Can anyone clarify in the apple docs what the asterisk would mean in the following:
Class NSClassFromString (
NSString *aClassName
);
but not in:
BOOL NSContainsRect (
NSRect aRect,
NSRect bRect
);
Can anyone clarify in the apple docs what the asterisk would mean in the following:
Class NSClassFromString (
NSString *aClassName
);
but not in:
BOOL NSContainsRect (
NSRect aRect,
NSRect bRect
);
It means it’s a pointer to the data and not the actual data.
So in NSClassFromString why would this be a pointer rather than just passing a string to the function?
Use CFStringRef. So the declare would be:
Declare Function NSClassFromString lib "Cocoa.framework" (className as CFStringRef) as Ptr
Since CFStringRef does implicit conversion from/to string, you can simply pass in the class name as a standard Xojo string, i.e.:
dim NSObjectClassRef as Ptr = NSClassFromString("NSObject")

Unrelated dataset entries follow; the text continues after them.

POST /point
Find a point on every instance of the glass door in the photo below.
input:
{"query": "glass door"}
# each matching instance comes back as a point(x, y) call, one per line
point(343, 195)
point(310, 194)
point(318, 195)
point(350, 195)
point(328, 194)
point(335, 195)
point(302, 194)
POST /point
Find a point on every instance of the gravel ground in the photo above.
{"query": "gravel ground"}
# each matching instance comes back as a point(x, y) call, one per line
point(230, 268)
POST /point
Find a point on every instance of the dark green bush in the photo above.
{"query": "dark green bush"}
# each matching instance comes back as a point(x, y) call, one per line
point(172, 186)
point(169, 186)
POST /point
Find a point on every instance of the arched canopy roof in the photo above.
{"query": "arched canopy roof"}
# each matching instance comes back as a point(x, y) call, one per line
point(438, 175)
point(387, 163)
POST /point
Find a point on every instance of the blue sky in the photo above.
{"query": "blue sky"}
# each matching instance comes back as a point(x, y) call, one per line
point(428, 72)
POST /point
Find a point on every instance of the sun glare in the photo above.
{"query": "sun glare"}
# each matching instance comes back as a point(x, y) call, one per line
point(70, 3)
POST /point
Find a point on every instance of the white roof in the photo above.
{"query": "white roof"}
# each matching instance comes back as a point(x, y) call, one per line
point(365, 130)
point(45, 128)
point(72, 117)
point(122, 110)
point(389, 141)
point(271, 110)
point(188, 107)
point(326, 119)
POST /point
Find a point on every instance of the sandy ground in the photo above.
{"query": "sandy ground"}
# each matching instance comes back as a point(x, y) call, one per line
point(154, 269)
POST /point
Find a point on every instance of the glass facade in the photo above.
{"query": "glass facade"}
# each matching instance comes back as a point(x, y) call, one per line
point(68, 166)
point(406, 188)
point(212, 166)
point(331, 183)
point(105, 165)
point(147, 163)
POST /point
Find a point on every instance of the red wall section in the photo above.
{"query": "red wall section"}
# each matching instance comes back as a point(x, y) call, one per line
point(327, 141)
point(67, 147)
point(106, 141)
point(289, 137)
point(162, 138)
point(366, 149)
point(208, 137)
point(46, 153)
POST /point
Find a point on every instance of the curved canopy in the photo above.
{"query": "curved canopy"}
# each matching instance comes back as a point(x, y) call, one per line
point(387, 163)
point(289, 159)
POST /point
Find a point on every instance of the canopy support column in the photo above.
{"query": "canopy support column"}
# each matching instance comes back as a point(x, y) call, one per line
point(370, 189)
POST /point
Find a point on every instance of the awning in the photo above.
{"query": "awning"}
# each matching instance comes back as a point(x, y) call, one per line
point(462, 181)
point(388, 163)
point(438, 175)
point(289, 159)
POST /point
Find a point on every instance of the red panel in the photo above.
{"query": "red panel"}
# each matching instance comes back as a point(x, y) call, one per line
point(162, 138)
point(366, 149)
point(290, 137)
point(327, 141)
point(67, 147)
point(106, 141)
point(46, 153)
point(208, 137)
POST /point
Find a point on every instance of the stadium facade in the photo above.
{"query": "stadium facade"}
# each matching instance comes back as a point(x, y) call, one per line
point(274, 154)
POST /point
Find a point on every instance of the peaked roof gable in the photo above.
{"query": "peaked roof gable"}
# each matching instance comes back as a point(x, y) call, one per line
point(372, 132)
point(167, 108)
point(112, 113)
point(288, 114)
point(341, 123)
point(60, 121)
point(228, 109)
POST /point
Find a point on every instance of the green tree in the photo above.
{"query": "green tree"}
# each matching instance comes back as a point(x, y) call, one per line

[quote=120445:@Jason King]Use CFStringRef. So the declare would be:
Declare Function NSClassFromString lib "Cocoa.framework" (className as CFStringRef) as Ptr
Since CFStringRef does implicit conversion from/to string, you can simply pass in the class name as a standard Xojo string, i.e.:
dim NSObjectClassRef as Ptr = NSClassFromString("NSObject")
Thanks Jason. Just wondering from ObjectiveC point of view though why it would be a pointer to the class name though and not just the class name.
Ah, I misunderstood what you were asking. From my understanding it is because NSRects are a datatype and not a class, and are therefore passed byVal (not as a pointer), while NSString is a class so instances are passed byRef (as a pointer). The same is true in Xojo: integers, doubles, strings, and other datatypes are passed byVal, while classes are passed byRef even when you do not specify that in a method. Hopefully that makes sense?
Mostly because strings are variable in length and you must pass a fixed size variable as a parameter. Thus you pass the pointer. NSRect is fixed size and can be passed directly.
I see, thanks Tim
Tim what about (void *) as a return value.
For void * use Ptr (it is a pointer to an unknown type).